Streit zwischen Mancini und Balotelli Noch 100 Chancen für den Querulanten

Forza, Italia! City-Trainer Roberto Mancini packt seinen renitenten Stürmer und Landsmann Mario Balotelli am roten Trainingsleibchen.

(Foto: Paul Cousans/Zenpix)

Nach dem heftigen Trainings-Zoff zwischen Trainer Roberto Mancini und Mario Balotelli bleibt eine Strafe für den Spieler aus. Der Streit-Versöhnung-Streit-Zyklus geht also weiter - bei Manchester City versteht nicht jeder, warum Mancini seinen renitenten Stürmer schützt.

Von Raphael Honigstein, London

Im Trainingszentrum von Carrington war die Stimmung am Freitagmorgen hervorragend. Man-chester-United-Boss Alex Ferguson amüsierte sich über die neuesten Zwistigkeiten bei den nur 1000 Meter weiter nördlich angesiedelten Rivalen von Manchester City.

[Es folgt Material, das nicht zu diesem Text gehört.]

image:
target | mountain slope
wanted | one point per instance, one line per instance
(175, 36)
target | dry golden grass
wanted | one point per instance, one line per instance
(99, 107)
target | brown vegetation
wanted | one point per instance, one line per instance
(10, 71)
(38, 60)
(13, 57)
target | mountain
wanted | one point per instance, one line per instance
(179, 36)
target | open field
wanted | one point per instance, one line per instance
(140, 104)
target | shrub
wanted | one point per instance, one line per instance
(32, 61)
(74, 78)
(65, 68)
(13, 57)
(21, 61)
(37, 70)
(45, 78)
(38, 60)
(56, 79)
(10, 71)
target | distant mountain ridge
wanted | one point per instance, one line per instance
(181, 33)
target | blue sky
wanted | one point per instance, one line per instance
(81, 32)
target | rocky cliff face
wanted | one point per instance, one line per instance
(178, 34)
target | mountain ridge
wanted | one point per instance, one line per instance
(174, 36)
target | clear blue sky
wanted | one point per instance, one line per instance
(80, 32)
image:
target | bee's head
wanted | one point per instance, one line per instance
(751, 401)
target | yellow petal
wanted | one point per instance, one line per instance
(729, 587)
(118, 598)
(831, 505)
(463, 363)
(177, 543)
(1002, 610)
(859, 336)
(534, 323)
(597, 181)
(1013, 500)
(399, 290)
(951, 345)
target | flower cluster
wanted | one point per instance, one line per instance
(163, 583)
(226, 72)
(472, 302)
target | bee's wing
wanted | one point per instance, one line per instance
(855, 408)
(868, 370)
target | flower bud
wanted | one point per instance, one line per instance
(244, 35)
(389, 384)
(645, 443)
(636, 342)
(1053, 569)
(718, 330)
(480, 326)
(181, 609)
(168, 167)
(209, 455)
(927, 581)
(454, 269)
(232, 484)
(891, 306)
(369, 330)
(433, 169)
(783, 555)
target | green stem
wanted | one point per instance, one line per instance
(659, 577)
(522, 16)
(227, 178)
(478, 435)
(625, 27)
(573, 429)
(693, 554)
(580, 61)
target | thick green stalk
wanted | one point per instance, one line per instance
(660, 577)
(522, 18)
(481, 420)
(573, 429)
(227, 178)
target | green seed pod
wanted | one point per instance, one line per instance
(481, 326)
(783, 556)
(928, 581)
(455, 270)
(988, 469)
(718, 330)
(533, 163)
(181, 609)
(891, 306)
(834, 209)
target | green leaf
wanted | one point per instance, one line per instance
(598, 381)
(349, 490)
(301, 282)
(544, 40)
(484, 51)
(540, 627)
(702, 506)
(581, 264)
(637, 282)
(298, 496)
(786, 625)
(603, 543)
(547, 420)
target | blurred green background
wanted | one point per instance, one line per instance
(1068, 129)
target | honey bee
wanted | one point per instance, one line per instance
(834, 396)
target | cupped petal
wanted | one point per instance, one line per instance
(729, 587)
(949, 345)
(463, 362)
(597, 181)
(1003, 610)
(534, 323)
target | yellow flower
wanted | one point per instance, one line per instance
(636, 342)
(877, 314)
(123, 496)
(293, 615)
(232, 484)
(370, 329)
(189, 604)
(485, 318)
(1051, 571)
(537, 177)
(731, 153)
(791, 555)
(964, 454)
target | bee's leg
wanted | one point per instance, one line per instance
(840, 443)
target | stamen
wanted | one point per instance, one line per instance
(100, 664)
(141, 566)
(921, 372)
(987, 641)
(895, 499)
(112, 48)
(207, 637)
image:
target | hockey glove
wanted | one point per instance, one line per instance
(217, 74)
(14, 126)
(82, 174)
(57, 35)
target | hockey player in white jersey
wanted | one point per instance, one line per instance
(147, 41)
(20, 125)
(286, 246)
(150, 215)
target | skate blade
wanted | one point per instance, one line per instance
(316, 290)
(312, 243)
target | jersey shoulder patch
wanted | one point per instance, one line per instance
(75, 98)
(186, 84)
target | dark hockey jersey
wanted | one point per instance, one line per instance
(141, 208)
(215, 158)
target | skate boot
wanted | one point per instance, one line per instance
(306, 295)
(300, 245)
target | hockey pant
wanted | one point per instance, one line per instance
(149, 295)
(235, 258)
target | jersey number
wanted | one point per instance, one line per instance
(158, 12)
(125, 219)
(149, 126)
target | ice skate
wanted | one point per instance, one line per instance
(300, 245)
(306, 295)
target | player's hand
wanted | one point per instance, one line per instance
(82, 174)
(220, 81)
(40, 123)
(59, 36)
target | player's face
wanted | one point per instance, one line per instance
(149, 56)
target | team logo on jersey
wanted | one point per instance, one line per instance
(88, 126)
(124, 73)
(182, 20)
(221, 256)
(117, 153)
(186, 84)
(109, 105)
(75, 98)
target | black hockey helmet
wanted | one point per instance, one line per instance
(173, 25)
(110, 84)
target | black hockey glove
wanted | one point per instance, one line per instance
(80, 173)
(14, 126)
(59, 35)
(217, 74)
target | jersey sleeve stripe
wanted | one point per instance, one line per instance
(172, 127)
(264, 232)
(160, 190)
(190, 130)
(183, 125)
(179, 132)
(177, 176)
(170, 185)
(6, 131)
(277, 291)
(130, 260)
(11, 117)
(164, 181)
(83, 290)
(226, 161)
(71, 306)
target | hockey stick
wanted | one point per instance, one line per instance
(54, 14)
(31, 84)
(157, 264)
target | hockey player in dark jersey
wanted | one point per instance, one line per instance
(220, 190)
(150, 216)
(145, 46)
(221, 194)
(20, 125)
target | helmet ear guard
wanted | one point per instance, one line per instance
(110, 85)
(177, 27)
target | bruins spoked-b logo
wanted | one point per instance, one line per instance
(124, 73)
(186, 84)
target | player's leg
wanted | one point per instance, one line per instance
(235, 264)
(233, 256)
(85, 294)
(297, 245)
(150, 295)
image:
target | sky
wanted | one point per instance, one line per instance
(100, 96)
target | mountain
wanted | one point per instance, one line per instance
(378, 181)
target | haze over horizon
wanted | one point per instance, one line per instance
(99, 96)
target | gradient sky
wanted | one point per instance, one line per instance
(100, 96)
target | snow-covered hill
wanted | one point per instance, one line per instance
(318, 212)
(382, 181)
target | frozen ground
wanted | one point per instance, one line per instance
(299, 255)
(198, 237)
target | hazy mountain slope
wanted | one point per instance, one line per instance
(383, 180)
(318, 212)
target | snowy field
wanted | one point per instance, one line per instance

Englische Paparazzi hatten dort am Vortag ein italienisch-italienisches Gerangel zwischen Trainer Roberto Mancini und dem ewigen Problemstürmer Mario Balotelli abgelichtet. "Wir hatten eine Zeit lang auch Probleme mit Fotografen in den Wäldern", sagte tags darauf der Schotte Ferguson lachend, "aber seit wir dort Wölfe ausgesetzt haben, kommt niemand mehr."

Das war natürlich ein Witz. Tatsächlich aber hat Sir Alex, 71, vor einigen Jahren höchstpersönlich das Fällen eines Baumes verordnet, von dem aus die Übungseinheiten der Red Devils von United fotografiert werden konnten. "Keep those fuckers from the media out", wies Ferguson die Mitarbeiter laut seines Biografen Daniel Taylor an. Das "Trafford Training Centre" ist daher mittlerweile komplett gegen neugierige Blicke der Reporter und Fans abgeriegelt.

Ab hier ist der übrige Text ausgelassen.